If South Africa’s end of year Test series against India was in that country rather than in South Africa, would the world’s most consistently performing spinner in domestic cricket for the last three years be considered for selection? Almost certainly not.
If the Proteas were due to tour Australia or England at the end of the year, would the player of the series on SA’s last tour down under and one of the most consistent fast bowlers in the world be considered for selection? No.
Simon Harmer and Kyle Abbott are deemed to have left South African cricket, switched off the lights and closed the door behind them when they accepted Kolpak contracts to play for Essex and Hampshire respectively four years ago. For the first three of those years they claimed 212 and 182 wickets respectively as Essex won two Championships and Hampshire the 50-over tournament.
This year, so far, Harmer is the leading wicket-taker with 34 in six matches and Abbott is in sixth place with 26. Last week Harmer had first innings figures of 9-80 and a match haul of 12-202 while Abbott collected 11-85 as both counties won despite lashings of rain and many hours of play lost.

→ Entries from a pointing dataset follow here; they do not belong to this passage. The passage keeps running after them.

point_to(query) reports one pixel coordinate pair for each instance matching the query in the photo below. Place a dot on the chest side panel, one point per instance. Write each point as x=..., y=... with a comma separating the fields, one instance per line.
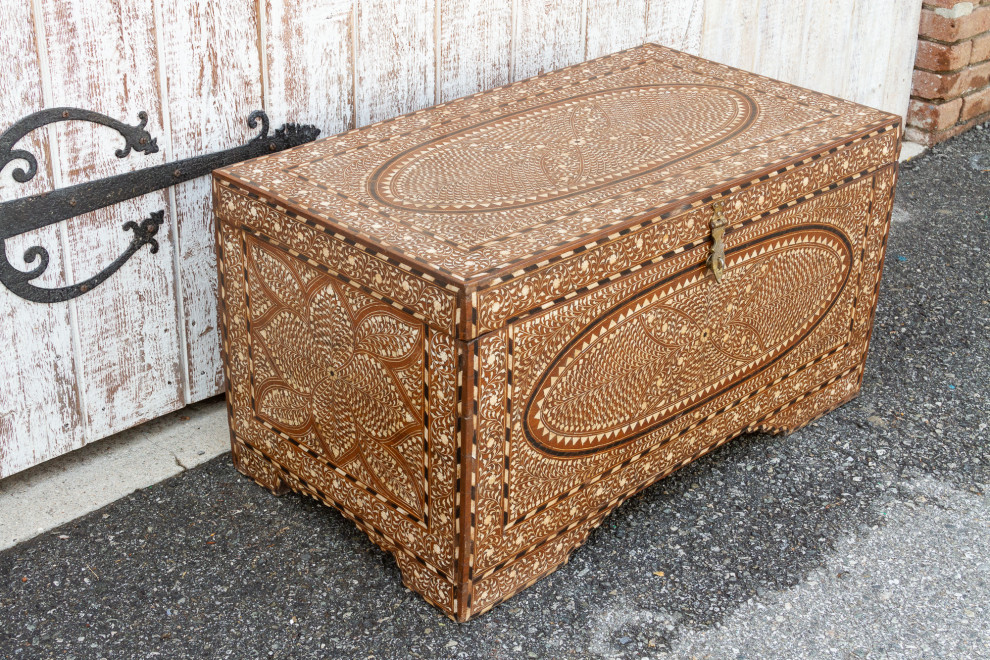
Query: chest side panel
x=587, y=400
x=351, y=396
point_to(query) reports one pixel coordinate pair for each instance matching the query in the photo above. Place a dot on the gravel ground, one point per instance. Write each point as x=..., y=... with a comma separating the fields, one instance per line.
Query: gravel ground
x=864, y=535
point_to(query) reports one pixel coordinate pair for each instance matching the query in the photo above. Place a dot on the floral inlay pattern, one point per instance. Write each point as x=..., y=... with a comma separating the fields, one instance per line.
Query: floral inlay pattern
x=341, y=370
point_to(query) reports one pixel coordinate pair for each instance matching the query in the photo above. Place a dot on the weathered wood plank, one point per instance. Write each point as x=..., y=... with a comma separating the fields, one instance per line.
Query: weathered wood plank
x=778, y=36
x=899, y=69
x=615, y=25
x=395, y=60
x=547, y=35
x=309, y=48
x=39, y=404
x=102, y=56
x=475, y=49
x=209, y=55
x=676, y=24
x=730, y=32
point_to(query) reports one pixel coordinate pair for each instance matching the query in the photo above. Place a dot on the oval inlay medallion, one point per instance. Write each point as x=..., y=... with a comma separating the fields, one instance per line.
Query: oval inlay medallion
x=686, y=340
x=562, y=148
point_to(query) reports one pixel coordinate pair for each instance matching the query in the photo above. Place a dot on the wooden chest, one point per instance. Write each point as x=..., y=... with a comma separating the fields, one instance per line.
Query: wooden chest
x=478, y=328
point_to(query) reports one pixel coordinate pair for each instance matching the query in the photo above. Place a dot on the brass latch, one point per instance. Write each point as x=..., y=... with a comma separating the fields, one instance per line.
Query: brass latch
x=716, y=258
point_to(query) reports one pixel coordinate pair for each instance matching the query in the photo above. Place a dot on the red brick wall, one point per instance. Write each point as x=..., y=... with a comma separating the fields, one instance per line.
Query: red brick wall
x=951, y=89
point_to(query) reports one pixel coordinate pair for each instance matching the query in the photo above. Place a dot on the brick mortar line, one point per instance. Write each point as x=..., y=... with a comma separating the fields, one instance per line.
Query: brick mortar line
x=949, y=72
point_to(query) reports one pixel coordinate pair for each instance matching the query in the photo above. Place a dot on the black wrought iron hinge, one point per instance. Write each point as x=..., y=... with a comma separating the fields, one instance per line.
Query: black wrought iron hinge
x=29, y=213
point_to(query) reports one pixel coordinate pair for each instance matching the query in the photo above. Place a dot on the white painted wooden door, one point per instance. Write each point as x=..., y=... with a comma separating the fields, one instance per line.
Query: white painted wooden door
x=145, y=342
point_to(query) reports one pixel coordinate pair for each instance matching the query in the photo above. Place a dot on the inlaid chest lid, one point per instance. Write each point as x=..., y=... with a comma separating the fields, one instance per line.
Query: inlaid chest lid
x=486, y=185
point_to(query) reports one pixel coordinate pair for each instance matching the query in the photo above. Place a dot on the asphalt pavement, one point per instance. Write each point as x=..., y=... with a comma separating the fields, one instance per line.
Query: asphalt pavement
x=864, y=535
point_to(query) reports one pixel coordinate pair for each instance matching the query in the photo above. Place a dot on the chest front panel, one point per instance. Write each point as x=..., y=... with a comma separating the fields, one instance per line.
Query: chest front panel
x=584, y=403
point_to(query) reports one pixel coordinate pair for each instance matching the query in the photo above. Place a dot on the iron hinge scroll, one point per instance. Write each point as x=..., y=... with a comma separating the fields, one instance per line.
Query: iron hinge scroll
x=27, y=214
x=716, y=255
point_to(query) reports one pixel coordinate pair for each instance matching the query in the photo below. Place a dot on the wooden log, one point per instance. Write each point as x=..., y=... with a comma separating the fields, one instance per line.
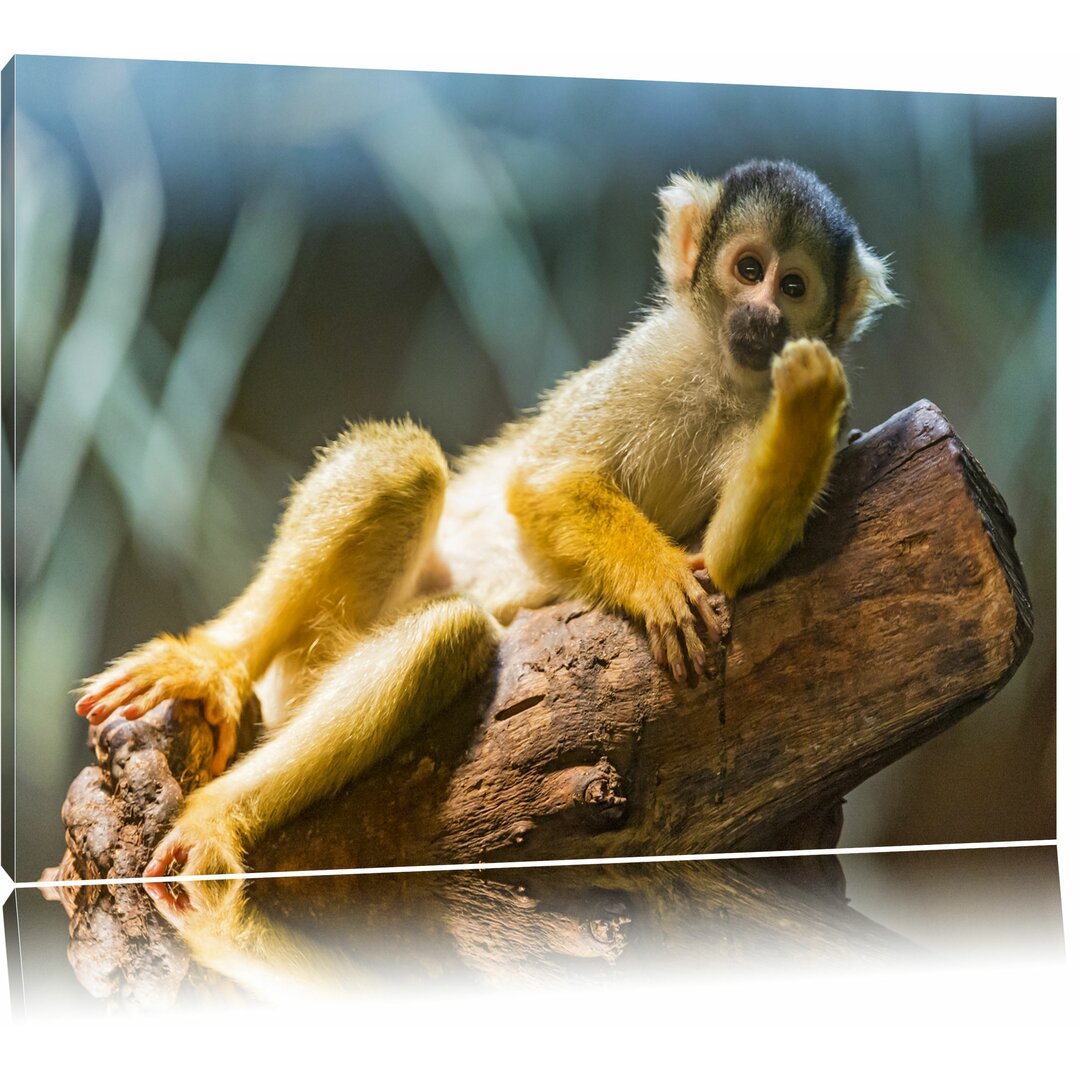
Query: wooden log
x=904, y=608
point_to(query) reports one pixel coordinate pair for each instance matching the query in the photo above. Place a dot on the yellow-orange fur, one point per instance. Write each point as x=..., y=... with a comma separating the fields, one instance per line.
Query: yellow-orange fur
x=382, y=592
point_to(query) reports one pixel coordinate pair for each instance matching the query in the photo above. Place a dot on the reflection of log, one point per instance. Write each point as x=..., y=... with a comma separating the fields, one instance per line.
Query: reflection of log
x=537, y=923
x=903, y=609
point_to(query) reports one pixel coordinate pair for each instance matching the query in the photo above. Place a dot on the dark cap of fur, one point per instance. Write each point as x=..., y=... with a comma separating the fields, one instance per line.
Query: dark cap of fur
x=800, y=210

The point is not to argue the individual merits of their cases for a return to international cricket. It is utterly puerile to label them as ‘traitors’ who ‘turned their backs’ on their country. If anything, the Proteas turned their backs on Harmer. Abbott made the sort of decision any right-minded business and family man would do when offered four years of job security in a business as precarious as fast-bowling – and playing for South Africa.
The general point is the preciousness with which South African cricket has regarded national honours for the last quarter of a century. It is, indeed, an honour and a privilege to represent your country but that does not mean that every cricketer with the opportunity to do so should be happy and willing, or even prepared, to forego all else for that privilege.
For over a decade the West Indies Cricket Board clung steadfastly to the principle of ‘loyalty’. It was even more absurd than CSA’s antiquated insistence on ‘country before individual’ given the Caribbean region’s cluster of different countries. Eventually, after decades of decline, the WICB accepted that a winning team was far better than a losing one, in prestige and finance, than a losing one – whomever it comprised.
As many as 15 of the Caribbean’s best cricketers had been unavailable for selection because they refused to play in the domestic competitions for as little as $500 per game when they could be earning up to 20 times that amount in T20 leagues around the world. When the WICB chose to select their best players rather than only those who weren’t good enough for IPL contracts, they won two of the last three T20 World Cups.
The nadir of CSA’s fixation on ‘loyalty’ resulted in the premature international retirement of AB de Villiers. One day, that story will be told properly. If nobody else does it, I will. But that’s for another day.
Right now and for the years ahead, it will be critical for the revival of South African cricket to cast off the blinkers which have kept selection policy on a straight, narrow and probably well-intentioned course for so long. While the national team was the ultimate aspiration for most local players, it was feasible to keep them on a contractual leash. That is emphatically no longer the case.
Chris Morris is not only financially secure for his life, but for his children’s and probably theirs, too. Ask him whether he wants to play in the T20 World Cup for South Africa and he will answer emphatically ‘yes’. Whether he wants to be bound to a tedious, irrelevant, outdated contract which stipulates his availability for a three-match ODI series against the Netherlands in December, the answer is ‘no’.
As with de Villiers, Morris is highly wary of public reaction. Unlike the West Indians, South Africans can’t just front up and admit: “I love my country and I am passionate about winning World Cups, I will do anything to bring a smile to my countrymen’s faces. Except commit myself to a 12-month contract which means I must tour Ireland and Sri Lanka and have to turn down other offers which…” you get the picture.
If CSA finally get their act together, they must cast the selection net wide and be open to a different catch from that in their own waters. Has anybody even noticed what good cricket Wayne Parnell is playing at the moment? He was the most exciting 20-year-old I have ever seen, just above Jacques Kallis. He is only 31. He is also playing county cricket, for Northamptonshire.
South Africa still has a remarkable production line of young cricketers. It has always been, and always will be, a net-exporter of talent. But when they fly the coup, it does not have to be forever. Our sons and daughters, after all, are always welcome home, even if it is just for Sunday lunch. Or to help us win a World Cup or an important series.